How do you make the story easier to publish?
Reduce friction wherever possible. Editors are more likely to act on a story when the subject line is clear, the facts are verified, and the quotes do not read like they were approved by twelve nervous stakeholders.
Packaging matters because time is scarce. According to Search Engine Journal, content performance increasingly depends on clarity, authority, and structure, and those same traits help PR materials survive a rushed editorial scan.
Here is the checklist that quietly does the heavy lifting:
- A subject line that states the story plainly
- A one-paragraph pitch with the news peg first
- A release or fact sheet linked below the email
- Short quotes with opinions, not buzzwords
- A founder bio and headshot ready to send
- Fast replies if a journalist asks follow-up questions
The best materials feel boring in the best possible way. They are easy to trust, easy to skim, and easy to lift into a publishable piece without unnecessary archaeology.
What mistakes usually stop brands getting featured?
Most failed pitches are not unlucky. They are too vague, too self-important, too slow, or too thin on evidence.
The usual mistakes are painfully familiar. They also happen to be avoidable, which is either encouraging or mildly embarrassing, depending on your mood.
- Treating an advert as if it were a story
- Pitching without a clear statistic or proof point
- Writing a headline that says everything except the news
- Contacting the wrong person with a generic email
- Sending large attachments instead of accessible links
- Following up too often and becoming memorable for the wrong reason 😅
Strong execution beats loud execution. If you want a cleaner foundation, BrandPush can help turn a genuine announcement into a media-ready release that supports wider visibility without making the story sound like a megaphone.
Getting featured on Business Insider is usually less about secret access and more about disciplined storytelling. If your angle is timely, your proof is solid, and your materials are easy to use, you improve your odds substantially, and BrandPush can help you support that process with distribution that gives your story more places to be found.
Frequently Asked Questions
Can any business get featured on Business Insider?
Yes, but not every business has a story that fits at every moment. The deciding factor is usually the strength of the angle, the timeliness of the news, and the evidence behind it.

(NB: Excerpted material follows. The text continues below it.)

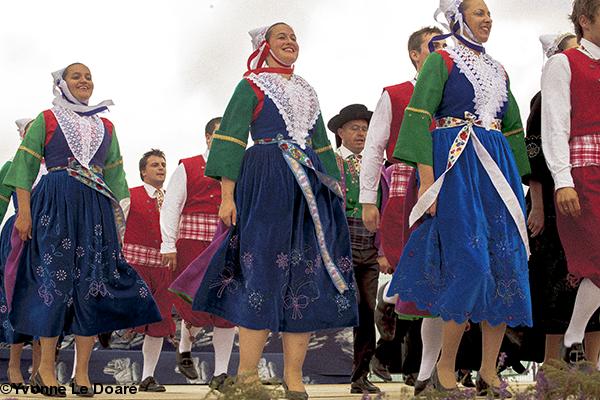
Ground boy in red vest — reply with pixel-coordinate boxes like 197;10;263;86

Do you need a press release to get featured on Business Insider?
No, a press release is not always required. It does help by giving journalists a clean source document with verified details, quotes, and facts they can review quickly.
What kind of stories are most likely to get attention?

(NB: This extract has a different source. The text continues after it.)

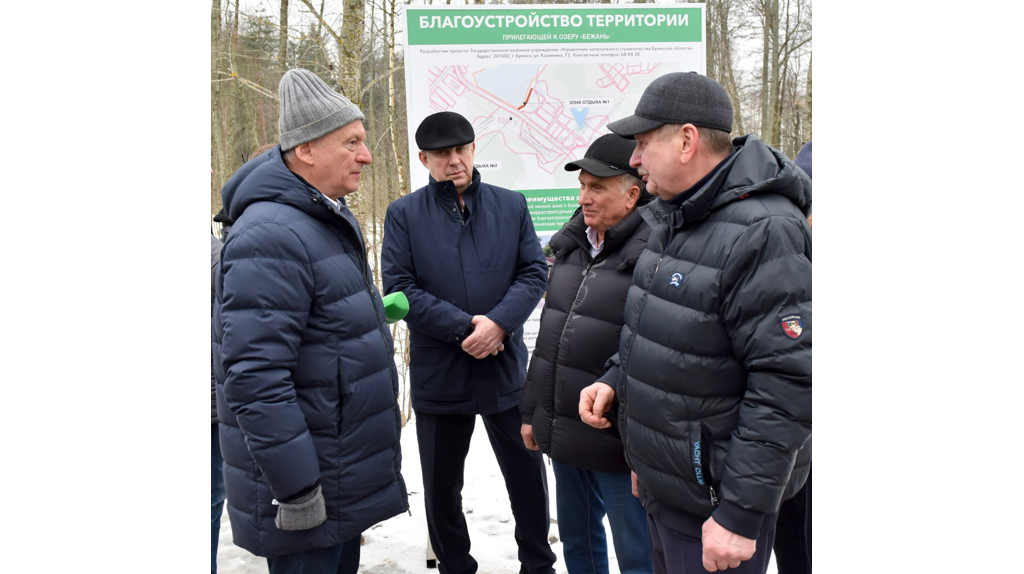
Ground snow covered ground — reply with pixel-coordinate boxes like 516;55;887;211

Stories with strong business relevance tend to perform best. That includes funding, growth, market data, founder insight, product traction, and timely trend commentary backed by evidence.
How long should a media pitch email be?
Shorter is usually better. Aim for a brief paragraph that explains the story, why it matters now, and what proof or assets are available.
Is it better to pitch a journalist or use distribution?
They serve different jobs. A direct pitch creates editorial context, while distribution helps support discoverability, credibility, and access to a stable public version of the announcement.
What should you include as proof in a pitch?
Include numbers, dates, sample sizes, screenshots, spokesperson details, and any relevant third-party validation. Editors want claims they can verify without spending half the afternoon chasing your finance team.
How often should you follow up after pitching?
Once is usually enough. A polite follow-up after a few business days is reasonable, but repeated nudges can damage the relationship more than they help.
Can small businesses get featured too?
Yes, especially if they bring a clear niche story, original data, or an unusually strong founder angle. Size matters less than relevance, proof, and timing.